Hi MBeth: Are you getting help from your chiro? Usually if you have osteo, they tell you to be careful with any kind of skeletal manipulation. Because of my surgeries and osteo, I've been told not to go to a chiro, so just be careful and don't let them do any hard manipulation.

Have you ever tried PT (physical therapy). If you wanted to try it I don't know a single dr that isn't more than happy to write an rx for that. Since it sounds like you have a back problem or some other bone problem (going to a chiro) you might want to try PT, since most insurances pay for it. You can get a great amount of education on osteo/back etc exercises there since that's what they go to school for. They will also set you up with a home routine based on osteo and and injuries you have that you can use for years.

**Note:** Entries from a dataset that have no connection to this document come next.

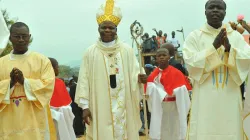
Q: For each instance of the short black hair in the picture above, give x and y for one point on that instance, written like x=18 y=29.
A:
x=206 y=5
x=18 y=25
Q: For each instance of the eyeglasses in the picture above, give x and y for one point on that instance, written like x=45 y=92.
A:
x=21 y=36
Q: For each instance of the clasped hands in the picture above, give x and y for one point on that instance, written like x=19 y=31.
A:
x=16 y=76
x=222 y=39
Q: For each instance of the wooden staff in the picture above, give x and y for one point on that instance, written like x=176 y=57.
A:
x=136 y=31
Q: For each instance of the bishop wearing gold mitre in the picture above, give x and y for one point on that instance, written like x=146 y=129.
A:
x=108 y=85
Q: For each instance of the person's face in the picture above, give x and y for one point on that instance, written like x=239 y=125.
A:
x=19 y=38
x=215 y=12
x=107 y=31
x=162 y=58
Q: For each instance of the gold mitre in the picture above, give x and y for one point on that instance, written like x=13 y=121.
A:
x=109 y=13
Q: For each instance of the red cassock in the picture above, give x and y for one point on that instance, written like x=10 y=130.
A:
x=171 y=79
x=60 y=96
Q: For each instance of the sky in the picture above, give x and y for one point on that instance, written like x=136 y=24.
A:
x=63 y=29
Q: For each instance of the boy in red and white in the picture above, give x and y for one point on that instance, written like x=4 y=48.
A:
x=60 y=108
x=168 y=88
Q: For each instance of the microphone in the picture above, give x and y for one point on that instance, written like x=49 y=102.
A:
x=240 y=17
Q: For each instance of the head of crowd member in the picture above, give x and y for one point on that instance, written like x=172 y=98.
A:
x=149 y=68
x=162 y=58
x=215 y=11
x=170 y=48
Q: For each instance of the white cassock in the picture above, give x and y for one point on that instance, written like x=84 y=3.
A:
x=4 y=32
x=246 y=113
x=168 y=114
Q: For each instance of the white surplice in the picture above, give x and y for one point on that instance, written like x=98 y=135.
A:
x=168 y=119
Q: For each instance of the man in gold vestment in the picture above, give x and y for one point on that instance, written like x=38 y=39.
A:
x=218 y=60
x=108 y=85
x=26 y=86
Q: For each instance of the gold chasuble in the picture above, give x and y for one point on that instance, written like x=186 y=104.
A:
x=115 y=111
x=24 y=109
x=216 y=110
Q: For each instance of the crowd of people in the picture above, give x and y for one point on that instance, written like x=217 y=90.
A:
x=105 y=97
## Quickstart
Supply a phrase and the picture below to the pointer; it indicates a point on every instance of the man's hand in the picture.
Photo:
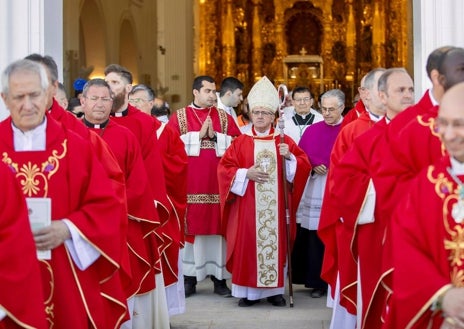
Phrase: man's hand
(284, 150)
(255, 173)
(52, 236)
(320, 170)
(204, 129)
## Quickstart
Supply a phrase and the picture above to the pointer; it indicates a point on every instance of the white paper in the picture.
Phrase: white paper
(40, 216)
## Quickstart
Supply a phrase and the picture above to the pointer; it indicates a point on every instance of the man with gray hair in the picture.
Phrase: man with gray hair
(361, 233)
(317, 142)
(80, 243)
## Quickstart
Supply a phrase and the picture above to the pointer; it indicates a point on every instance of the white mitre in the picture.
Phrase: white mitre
(264, 94)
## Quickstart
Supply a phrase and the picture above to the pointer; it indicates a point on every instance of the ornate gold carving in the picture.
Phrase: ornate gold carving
(202, 198)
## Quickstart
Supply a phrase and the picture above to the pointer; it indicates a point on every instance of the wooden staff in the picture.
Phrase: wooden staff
(283, 92)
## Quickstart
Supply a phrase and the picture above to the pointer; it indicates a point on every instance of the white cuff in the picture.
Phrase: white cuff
(82, 252)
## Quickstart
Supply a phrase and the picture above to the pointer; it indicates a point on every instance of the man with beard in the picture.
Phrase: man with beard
(144, 128)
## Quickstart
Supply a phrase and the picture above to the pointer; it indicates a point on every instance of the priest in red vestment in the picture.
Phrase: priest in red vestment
(21, 298)
(361, 232)
(427, 234)
(141, 212)
(251, 189)
(81, 249)
(144, 128)
(206, 132)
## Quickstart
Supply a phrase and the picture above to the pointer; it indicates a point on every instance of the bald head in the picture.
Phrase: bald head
(450, 121)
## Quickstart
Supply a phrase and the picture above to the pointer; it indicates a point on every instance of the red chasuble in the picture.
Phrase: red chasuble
(143, 218)
(70, 175)
(427, 250)
(143, 126)
(175, 170)
(255, 224)
(203, 208)
(21, 294)
(329, 213)
(352, 176)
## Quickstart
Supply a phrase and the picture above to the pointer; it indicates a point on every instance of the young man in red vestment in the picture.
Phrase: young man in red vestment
(21, 300)
(329, 215)
(61, 176)
(143, 219)
(206, 132)
(360, 235)
(144, 128)
(251, 190)
(427, 233)
(175, 170)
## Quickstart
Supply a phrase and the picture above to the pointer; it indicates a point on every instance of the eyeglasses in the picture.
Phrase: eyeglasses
(329, 109)
(138, 100)
(263, 113)
(103, 99)
(303, 100)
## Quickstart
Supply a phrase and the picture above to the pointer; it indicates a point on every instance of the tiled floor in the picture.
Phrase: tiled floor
(206, 310)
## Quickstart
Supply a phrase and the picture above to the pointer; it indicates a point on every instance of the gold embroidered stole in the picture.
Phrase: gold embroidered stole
(267, 215)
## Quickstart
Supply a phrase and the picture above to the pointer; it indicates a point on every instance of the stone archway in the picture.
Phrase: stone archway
(128, 49)
(93, 41)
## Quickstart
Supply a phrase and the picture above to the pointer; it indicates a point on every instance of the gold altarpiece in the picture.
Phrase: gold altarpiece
(320, 43)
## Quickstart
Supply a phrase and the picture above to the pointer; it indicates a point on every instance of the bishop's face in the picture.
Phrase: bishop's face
(262, 118)
(26, 100)
(96, 104)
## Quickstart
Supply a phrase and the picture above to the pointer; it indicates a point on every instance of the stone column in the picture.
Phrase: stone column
(434, 25)
(257, 50)
(228, 42)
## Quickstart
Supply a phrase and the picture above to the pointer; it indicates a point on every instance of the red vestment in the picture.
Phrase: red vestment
(175, 170)
(352, 176)
(142, 214)
(354, 113)
(203, 208)
(427, 250)
(21, 296)
(69, 173)
(329, 212)
(239, 220)
(143, 126)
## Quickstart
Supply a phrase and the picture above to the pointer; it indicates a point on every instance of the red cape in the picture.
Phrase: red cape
(21, 288)
(329, 213)
(419, 236)
(69, 165)
(142, 214)
(354, 113)
(175, 162)
(238, 212)
(203, 217)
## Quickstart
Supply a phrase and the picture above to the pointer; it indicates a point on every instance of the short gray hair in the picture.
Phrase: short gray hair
(24, 65)
(337, 93)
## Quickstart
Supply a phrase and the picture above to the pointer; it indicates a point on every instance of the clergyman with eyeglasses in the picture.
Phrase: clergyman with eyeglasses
(301, 115)
(251, 189)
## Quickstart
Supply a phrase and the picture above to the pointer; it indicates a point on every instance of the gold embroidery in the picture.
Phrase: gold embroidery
(207, 144)
(430, 123)
(30, 175)
(267, 216)
(202, 198)
(456, 246)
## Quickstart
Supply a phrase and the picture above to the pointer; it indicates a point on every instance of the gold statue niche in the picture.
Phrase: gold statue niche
(321, 44)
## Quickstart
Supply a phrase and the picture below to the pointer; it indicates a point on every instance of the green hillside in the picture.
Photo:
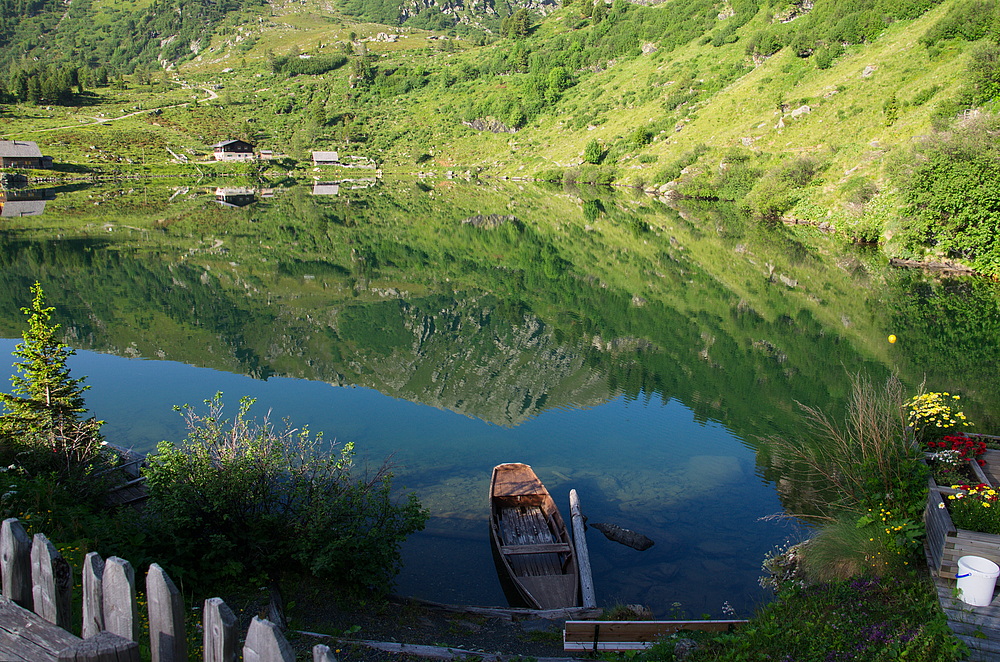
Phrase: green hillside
(870, 115)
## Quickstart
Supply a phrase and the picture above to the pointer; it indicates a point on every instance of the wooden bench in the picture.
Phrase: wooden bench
(631, 635)
(541, 548)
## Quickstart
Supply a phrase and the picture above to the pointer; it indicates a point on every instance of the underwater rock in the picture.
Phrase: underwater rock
(624, 536)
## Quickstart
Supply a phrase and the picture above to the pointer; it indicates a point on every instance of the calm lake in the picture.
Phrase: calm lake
(635, 352)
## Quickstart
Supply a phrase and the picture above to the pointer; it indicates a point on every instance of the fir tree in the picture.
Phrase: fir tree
(47, 405)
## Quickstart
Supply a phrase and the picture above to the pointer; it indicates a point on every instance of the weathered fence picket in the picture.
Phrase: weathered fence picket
(36, 577)
(166, 617)
(265, 643)
(15, 555)
(121, 610)
(219, 631)
(51, 582)
(93, 595)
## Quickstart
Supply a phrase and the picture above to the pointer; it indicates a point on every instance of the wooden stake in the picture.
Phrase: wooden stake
(582, 553)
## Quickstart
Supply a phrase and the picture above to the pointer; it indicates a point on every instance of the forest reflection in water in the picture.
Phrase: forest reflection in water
(621, 348)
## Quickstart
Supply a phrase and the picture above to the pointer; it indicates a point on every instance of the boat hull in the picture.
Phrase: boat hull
(532, 549)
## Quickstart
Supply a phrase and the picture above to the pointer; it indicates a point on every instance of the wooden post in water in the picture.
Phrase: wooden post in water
(582, 554)
(51, 582)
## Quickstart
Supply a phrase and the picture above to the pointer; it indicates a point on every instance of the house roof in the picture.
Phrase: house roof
(226, 143)
(16, 209)
(19, 149)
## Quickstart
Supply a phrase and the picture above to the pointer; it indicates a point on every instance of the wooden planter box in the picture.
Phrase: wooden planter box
(945, 542)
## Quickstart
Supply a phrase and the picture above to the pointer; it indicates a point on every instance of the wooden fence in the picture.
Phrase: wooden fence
(35, 612)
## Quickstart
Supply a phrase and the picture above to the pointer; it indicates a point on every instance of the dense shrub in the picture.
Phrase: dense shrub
(244, 497)
(952, 187)
(311, 66)
(863, 618)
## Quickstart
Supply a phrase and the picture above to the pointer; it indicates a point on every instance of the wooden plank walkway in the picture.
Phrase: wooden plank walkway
(978, 627)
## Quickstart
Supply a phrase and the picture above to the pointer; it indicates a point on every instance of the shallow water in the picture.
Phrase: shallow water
(640, 367)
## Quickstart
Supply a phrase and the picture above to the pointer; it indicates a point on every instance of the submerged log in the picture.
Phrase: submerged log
(624, 536)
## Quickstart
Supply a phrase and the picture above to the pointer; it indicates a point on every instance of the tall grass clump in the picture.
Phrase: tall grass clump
(865, 484)
(862, 462)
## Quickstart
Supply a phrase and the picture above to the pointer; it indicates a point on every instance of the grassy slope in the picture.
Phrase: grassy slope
(846, 124)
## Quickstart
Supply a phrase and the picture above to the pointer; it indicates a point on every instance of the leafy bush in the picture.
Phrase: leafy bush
(866, 460)
(845, 548)
(952, 188)
(43, 425)
(244, 497)
(863, 618)
(311, 66)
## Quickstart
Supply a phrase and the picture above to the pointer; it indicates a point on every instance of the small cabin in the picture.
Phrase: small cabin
(21, 154)
(326, 158)
(233, 150)
(326, 188)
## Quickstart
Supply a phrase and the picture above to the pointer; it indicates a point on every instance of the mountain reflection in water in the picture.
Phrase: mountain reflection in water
(621, 348)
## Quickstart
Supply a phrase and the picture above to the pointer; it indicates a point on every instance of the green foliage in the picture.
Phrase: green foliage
(244, 497)
(829, 25)
(982, 83)
(975, 508)
(640, 136)
(45, 411)
(864, 462)
(517, 25)
(852, 546)
(43, 85)
(891, 110)
(970, 20)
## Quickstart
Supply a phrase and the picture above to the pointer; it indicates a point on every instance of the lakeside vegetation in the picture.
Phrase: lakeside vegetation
(589, 103)
(870, 566)
(765, 105)
(240, 501)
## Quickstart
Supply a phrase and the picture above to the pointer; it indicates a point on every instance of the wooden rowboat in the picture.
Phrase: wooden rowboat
(531, 547)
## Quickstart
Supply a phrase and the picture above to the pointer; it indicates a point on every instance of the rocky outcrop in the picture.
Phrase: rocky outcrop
(490, 221)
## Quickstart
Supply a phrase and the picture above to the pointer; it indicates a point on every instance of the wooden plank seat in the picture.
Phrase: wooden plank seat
(541, 548)
(631, 635)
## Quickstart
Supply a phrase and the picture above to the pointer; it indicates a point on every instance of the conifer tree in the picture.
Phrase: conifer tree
(47, 405)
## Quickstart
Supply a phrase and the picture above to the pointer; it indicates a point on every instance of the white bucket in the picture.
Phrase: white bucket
(977, 577)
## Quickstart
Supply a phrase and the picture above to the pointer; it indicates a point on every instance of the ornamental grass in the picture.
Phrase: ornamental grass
(975, 508)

As far as the pool goes, if you don't want to go to PT, most YMCA's have pools and don't charge much for their water classes. We don't have a Y in our town or even surrounding towns so I go to PT where they have a indoor pool, and when my PT runs out because of insurance they let you continue with the pool at 5.00 a class. Other PT's have full gyms and they do something similar after your PT runs out and that is charge a small monthly fee to continue using there gym with physio therapy supervision, so you are doing the correct things to build bone and protect and strengten your back etc.

Just a couple of ideas for you, if you ever want to do something other than chiropracty.